The purpose of the endowment is to provide professional development opportunities for faculty members that will help them improve as educators in the classroom, and Shepard plans to bring back firsthand knowledge from the experience that will benefit her students. This exemplifies Speakman’s approach to her own professional development: Instead of pursuing her doctorate, she chose to travel to places she would be teaching about so that she could share firsthand experiences with her students.


“The fruits of this onsite study will directly impact my teaching in a whole range of art history classes,” Shepard said. “Being able to describe and lead discussion of art and architecture on the basis of firsthand observation is crucial in challenging students to analyze and contextualize works of art. One can speak to scale, to textures and surfaces, to proximities, to spatialities, and to nuances in a way that is not possible if one only knows works and sites from reproductions.”


“I am honored to the be first recipient of the Lucille Speakman Legacy Endowment and hope that the insights gleaned from my upcoming travel to Spain can inspire students to think in new ways,” Shepard added.


During her travels, Shepard plans to visit several artistic landmarks in the Iberian Peninsula, including one of the oldest standing synagogues in Europe.


“A more obscure building I am excited to study is the Santa Maria la Blanca Synagogue in Toledo – possibly the oldest standing synagogue in Europe,” Shepard said. “It was a Jewish house of worship designed by Muslim architects, and is now owned and preserved by the Roman Catholic Church.”

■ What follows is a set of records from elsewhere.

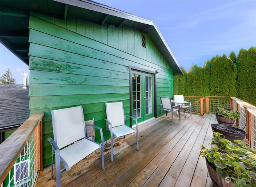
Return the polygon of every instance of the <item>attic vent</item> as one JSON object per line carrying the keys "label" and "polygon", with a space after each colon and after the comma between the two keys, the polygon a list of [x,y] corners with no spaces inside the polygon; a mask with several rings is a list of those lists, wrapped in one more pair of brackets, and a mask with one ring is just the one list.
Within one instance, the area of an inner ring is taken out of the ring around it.
{"label": "attic vent", "polygon": [[142,34],[141,35],[141,46],[146,48],[146,37]]}

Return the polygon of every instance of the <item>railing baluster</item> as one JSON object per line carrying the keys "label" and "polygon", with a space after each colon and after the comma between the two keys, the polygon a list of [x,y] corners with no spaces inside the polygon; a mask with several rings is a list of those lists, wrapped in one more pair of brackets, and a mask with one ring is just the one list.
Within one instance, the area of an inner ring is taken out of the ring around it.
{"label": "railing baluster", "polygon": [[[7,186],[34,185],[40,171],[36,168],[42,169],[42,164],[40,167],[35,164],[42,163],[42,151],[39,153],[36,147],[42,149],[42,124],[44,114],[44,113],[33,114],[0,144],[0,184],[2,184],[4,181]],[[35,136],[36,133],[40,135]],[[35,161],[35,155],[38,154],[39,160]],[[16,173],[19,176],[16,176]]]}

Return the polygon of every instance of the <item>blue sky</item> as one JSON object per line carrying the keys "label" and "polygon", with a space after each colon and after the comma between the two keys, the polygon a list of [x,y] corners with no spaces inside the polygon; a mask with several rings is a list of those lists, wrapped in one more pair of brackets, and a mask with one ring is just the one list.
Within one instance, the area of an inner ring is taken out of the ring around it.
{"label": "blue sky", "polygon": [[[180,66],[256,46],[256,1],[97,0],[154,21]],[[28,67],[0,45],[0,76],[10,68],[19,84]]]}

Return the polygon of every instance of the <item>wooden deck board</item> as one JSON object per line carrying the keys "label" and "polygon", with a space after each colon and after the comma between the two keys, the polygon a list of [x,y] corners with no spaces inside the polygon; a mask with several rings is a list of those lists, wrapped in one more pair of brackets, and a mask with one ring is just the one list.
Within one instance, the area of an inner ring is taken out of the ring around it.
{"label": "wooden deck board", "polygon": [[[213,187],[200,146],[209,147],[210,124],[215,114],[163,115],[139,126],[140,150],[135,134],[114,139],[111,161],[109,140],[104,146],[105,169],[101,168],[100,150],[61,174],[62,186]],[[55,166],[54,166],[55,167]],[[37,186],[55,185],[50,166],[44,169]]]}

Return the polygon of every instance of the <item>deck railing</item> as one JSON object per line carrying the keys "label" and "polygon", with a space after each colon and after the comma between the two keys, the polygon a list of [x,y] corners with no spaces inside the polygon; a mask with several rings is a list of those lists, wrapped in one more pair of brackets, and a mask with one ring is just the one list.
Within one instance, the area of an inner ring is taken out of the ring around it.
{"label": "deck railing", "polygon": [[220,107],[238,111],[240,118],[237,120],[236,125],[246,132],[246,139],[249,141],[250,146],[256,150],[256,106],[235,97],[214,96],[184,96],[184,97],[185,100],[191,102],[192,112],[194,114],[203,115],[204,113],[215,113],[217,108]]}
{"label": "deck railing", "polygon": [[34,114],[0,144],[0,184],[3,187],[35,185],[42,171],[42,118]]}

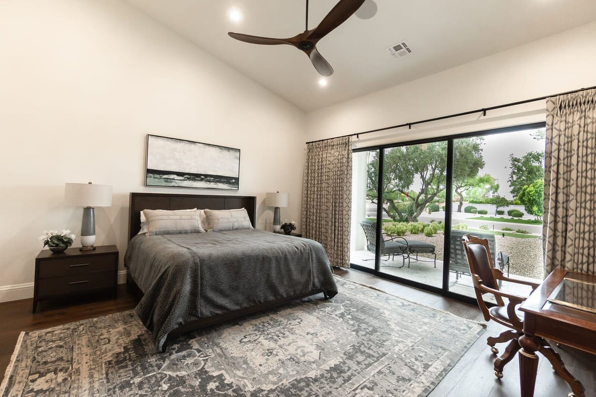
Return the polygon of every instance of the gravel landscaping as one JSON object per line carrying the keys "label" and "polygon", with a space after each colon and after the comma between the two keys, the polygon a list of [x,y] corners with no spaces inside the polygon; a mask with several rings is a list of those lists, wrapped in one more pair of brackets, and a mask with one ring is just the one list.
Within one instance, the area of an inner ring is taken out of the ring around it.
{"label": "gravel landscaping", "polygon": [[[473,234],[473,232],[471,232]],[[442,233],[432,237],[420,233],[403,236],[407,240],[418,240],[434,245],[437,260],[443,260],[443,239]],[[495,236],[497,249],[503,251],[510,257],[510,274],[542,280],[544,277],[542,266],[542,239],[520,239],[515,237]],[[432,258],[432,255],[420,254],[420,257]],[[505,271],[507,269],[505,269]]]}

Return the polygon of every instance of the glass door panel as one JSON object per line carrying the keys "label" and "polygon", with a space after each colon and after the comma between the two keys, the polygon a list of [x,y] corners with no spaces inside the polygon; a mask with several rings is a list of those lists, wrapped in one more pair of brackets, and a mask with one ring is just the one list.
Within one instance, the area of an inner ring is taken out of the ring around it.
{"label": "glass door panel", "polygon": [[352,156],[352,225],[350,262],[375,268],[375,235],[378,186],[369,175],[378,170],[378,150]]}
{"label": "glass door panel", "polygon": [[384,151],[379,271],[442,287],[447,142]]}
{"label": "glass door panel", "polygon": [[[467,233],[488,239],[495,265],[506,276],[542,279],[544,147],[544,129],[454,140],[450,291],[475,297],[461,244]],[[530,291],[507,282],[501,288]]]}

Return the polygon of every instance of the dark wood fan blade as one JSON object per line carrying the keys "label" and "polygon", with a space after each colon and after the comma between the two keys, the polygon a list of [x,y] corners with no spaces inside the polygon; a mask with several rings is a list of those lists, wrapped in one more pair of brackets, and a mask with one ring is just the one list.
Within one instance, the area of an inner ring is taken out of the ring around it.
{"label": "dark wood fan blade", "polygon": [[311,33],[310,40],[319,40],[331,30],[343,23],[346,19],[356,12],[365,0],[340,0],[329,13],[325,15],[319,26]]}
{"label": "dark wood fan blade", "polygon": [[316,48],[312,49],[311,51],[311,54],[309,55],[309,58],[311,58],[311,62],[312,62],[312,65],[315,67],[316,69],[316,71],[319,72],[321,76],[324,76],[325,77],[328,77],[330,76],[333,74],[333,68],[331,65],[329,64],[329,62],[327,61],[323,56],[321,55],[319,51],[317,51]]}
{"label": "dark wood fan blade", "polygon": [[228,35],[232,39],[243,41],[245,43],[251,44],[262,44],[263,45],[277,45],[278,44],[290,44],[291,43],[286,41],[284,39],[272,39],[271,37],[262,37],[259,36],[251,36],[250,35],[244,35],[243,33],[235,33],[229,32]]}

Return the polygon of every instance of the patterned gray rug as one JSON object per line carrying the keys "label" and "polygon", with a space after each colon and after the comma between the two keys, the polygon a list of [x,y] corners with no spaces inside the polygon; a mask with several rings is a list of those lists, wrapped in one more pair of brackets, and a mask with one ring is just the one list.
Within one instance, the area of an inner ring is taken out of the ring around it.
{"label": "patterned gray rug", "polygon": [[133,311],[21,333],[1,396],[426,396],[480,324],[338,278],[154,354]]}

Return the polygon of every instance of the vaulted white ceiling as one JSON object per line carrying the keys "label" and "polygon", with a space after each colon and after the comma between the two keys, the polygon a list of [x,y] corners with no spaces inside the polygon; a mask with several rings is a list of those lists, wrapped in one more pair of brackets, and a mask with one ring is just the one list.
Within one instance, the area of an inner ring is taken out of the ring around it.
{"label": "vaulted white ceiling", "polygon": [[[313,29],[338,0],[311,0]],[[595,0],[375,0],[317,45],[335,70],[322,88],[302,52],[248,44],[228,32],[287,37],[305,30],[305,0],[128,0],[158,22],[305,111],[432,74],[596,20]],[[235,8],[241,21],[228,17]],[[412,54],[386,48],[405,40]],[[556,48],[553,51],[557,51]]]}

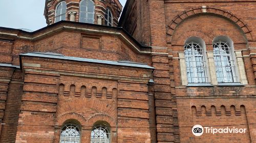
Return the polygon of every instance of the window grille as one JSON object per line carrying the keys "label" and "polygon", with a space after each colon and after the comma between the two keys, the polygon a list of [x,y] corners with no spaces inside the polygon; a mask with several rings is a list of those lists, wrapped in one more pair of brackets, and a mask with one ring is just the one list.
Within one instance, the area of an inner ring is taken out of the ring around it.
{"label": "window grille", "polygon": [[228,42],[214,42],[214,58],[218,83],[231,83],[238,81],[236,73],[236,62],[232,49]]}
{"label": "window grille", "polygon": [[60,143],[80,143],[81,133],[79,126],[73,124],[65,125],[60,133]]}
{"label": "window grille", "polygon": [[94,3],[91,0],[82,0],[80,4],[79,21],[94,23]]}
{"label": "window grille", "polygon": [[110,129],[104,124],[95,126],[91,133],[91,143],[110,143]]}
{"label": "window grille", "polygon": [[67,5],[65,2],[62,2],[58,4],[56,9],[55,22],[66,20]]}
{"label": "window grille", "polygon": [[109,8],[106,8],[105,13],[105,25],[112,26],[112,14]]}
{"label": "window grille", "polygon": [[204,49],[199,42],[191,41],[185,43],[184,50],[188,83],[208,83]]}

But while she has an itinerary mapped out of locations she’d like to see, Shepard’s most excited about discovering artworks she didn’t know existed.


“One of my students last year wrote an essay about travel in which she observed, ‘It also does not hurt to have the desire for epiphanies,’” Shepard said. “I’ve saved that inspiring line for just such an occasion such as this. I plan to follow her advice and actively go searching for epiphanies while I am in Spain.”